Le propos de l'autrice n'en reste pas moins défendable puisque ce qui fait la qualité d'un voyage selon elle, ce sont les rencontres que l'on y fait. Mais si c'est bien le cas, il nous semble que sa façon de gérer ses rencontres n'est pas toujours la bonne.
Cet Autre si loin de nous
Au cours de ses aventures, Gloria Lanéry fait de nombreuses rencontres qui ne nous ont pas toujours semblées très " amicales ". L'autrice adopte un point de vue souvent surplombant et se permet d'émettre des jugements qui nous ont paru parfois un peu faciles. Il est délicat de juger des coutumes, des modes de vie et des sociétés que nous ne pouvons comprendre dans leur ensemble, faute d'y évoluer nous-même. L'autrice de Triangulation ou des goûts du voyage, elle, ne s'en prive pas, quitte à tenir des propos choquants tant ils sont déconnectés d'une réalité bien plus complexe que ce à quoi elle essaye de résumer la situation.

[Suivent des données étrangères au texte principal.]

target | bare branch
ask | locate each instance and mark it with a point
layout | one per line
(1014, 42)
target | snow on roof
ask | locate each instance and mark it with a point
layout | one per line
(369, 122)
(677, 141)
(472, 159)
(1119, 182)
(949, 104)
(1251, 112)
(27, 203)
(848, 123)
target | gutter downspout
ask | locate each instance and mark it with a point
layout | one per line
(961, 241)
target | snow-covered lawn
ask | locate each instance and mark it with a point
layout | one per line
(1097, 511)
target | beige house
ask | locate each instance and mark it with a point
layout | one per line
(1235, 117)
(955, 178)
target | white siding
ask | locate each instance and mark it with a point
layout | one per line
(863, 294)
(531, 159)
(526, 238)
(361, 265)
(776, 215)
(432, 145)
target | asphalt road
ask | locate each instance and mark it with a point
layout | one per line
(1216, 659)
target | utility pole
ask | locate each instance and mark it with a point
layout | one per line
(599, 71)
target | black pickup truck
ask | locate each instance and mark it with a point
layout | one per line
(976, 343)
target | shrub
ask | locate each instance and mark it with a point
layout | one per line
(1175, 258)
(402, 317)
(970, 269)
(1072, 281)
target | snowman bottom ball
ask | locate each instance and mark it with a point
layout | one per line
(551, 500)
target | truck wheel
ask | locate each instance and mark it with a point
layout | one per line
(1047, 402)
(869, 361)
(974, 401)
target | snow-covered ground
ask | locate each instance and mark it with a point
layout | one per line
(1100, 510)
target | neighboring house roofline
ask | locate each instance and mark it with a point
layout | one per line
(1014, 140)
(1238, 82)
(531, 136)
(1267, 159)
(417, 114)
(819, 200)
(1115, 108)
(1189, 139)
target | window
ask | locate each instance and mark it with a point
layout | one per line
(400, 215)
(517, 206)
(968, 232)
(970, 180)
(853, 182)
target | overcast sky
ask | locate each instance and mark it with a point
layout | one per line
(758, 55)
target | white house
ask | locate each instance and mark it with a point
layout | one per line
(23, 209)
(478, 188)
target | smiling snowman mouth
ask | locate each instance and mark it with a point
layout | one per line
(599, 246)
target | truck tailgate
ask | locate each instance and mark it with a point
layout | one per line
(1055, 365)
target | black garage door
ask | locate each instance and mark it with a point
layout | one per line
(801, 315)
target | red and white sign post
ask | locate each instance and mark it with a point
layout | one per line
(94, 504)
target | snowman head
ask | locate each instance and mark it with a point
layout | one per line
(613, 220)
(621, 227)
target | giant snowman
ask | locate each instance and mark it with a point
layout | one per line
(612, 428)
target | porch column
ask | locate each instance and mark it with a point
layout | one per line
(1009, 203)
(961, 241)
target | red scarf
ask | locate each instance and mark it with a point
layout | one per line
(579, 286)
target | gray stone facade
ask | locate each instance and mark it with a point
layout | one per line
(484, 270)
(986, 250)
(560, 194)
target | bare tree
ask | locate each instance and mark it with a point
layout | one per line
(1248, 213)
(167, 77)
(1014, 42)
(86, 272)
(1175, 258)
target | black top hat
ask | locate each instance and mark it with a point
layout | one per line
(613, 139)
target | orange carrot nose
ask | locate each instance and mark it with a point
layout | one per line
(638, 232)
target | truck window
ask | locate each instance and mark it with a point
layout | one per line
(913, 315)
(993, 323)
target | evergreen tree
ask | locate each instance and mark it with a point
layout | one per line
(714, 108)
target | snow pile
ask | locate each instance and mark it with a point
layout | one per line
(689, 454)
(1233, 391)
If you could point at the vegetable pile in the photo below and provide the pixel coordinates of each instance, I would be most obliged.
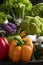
(21, 31)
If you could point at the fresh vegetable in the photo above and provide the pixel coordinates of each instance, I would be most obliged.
(4, 47)
(38, 51)
(33, 25)
(32, 37)
(3, 17)
(16, 8)
(2, 33)
(23, 34)
(37, 10)
(20, 49)
(10, 28)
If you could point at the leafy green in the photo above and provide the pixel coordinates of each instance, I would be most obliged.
(37, 10)
(16, 8)
(32, 25)
(3, 17)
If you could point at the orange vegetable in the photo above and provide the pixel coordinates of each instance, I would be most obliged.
(21, 53)
(23, 34)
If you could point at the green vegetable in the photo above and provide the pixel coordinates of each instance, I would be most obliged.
(37, 10)
(38, 51)
(16, 8)
(32, 25)
(20, 41)
(16, 37)
(3, 17)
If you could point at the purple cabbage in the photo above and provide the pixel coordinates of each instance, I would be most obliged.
(10, 28)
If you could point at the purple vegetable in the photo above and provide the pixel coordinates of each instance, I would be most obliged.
(12, 25)
(0, 27)
(9, 28)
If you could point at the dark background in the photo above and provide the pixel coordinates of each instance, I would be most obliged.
(33, 1)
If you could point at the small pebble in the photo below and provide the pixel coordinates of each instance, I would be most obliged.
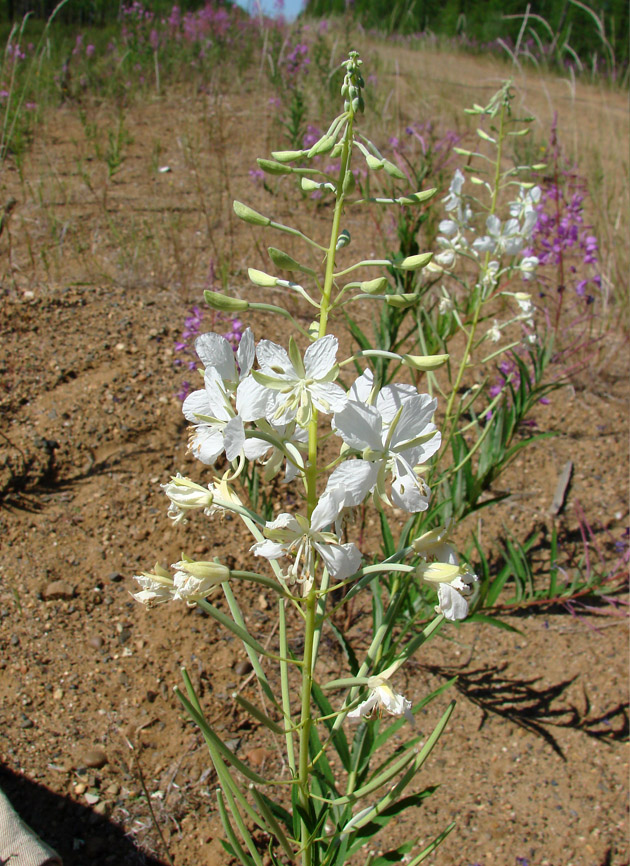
(93, 758)
(57, 589)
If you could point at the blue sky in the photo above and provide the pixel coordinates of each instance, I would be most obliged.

Observant une tradition indienne en train de s'opérer sous ses yeux, l'autrice affirmera par exemple :
" Nulle part mieux qu'ici on ne ressent la marge infime qui sépare l'individu contemporain de sa forme primitive, et l'on ne sait plus si l'on y est très près du ciel ou trop près de la bête. "
Les commentaires racistes, animalisant les autochtones sont légions dans les récits de voyage. Mais lire de telles choses en 2020 nous a profondément écœurées. Ce qui pouvait " passer " à l'époque coloniale ou a une époque encore imprégnée de colonialisme ne passe plus du tout de nos jours. Et cela vaut également pour d'autres sujets très actuels tels que le féminisme.
Un féminisme occidentale
Gloria Lanéry se veut également porteuse d'un message féministe. Malheureusement ce dernier ne nous a pas du tout touché et nous nous sommes, encore une fois retrouvées en désaccord profond avec l'autrice qui pose un regard de juge sur les femmes des pays qu'elle visite. Dès le premier récit, les choses sont posées. L'autrice, témoin d'un accident au cours duquel un petit garçon, est renversé vient poser un regard culpabilisant sur sa mère. Cette dernière n'étant pas sortie pour secourir son fils pour éviter d'essuyer une honte ( hchouma) sur elle et sa famille. En Libye, une femme ne peut sortir de chez elle comme elle le souhaite. On peut trouver cette pratique intolérable. Je la trouve intolérable. Néanmoins nos points de vues divergent lorsque l'autrice affirme avec violence :
" L'étrangère, en l'occurrence, s'occupait de son gosse tandis qu'elle était restée planquée derrière son rideau, pensai-je, le cœur mauvais, tout en souriant à la petite fille hirsute à l'œil tout rond, accrochée aux jupes noires élimées de sa maman. "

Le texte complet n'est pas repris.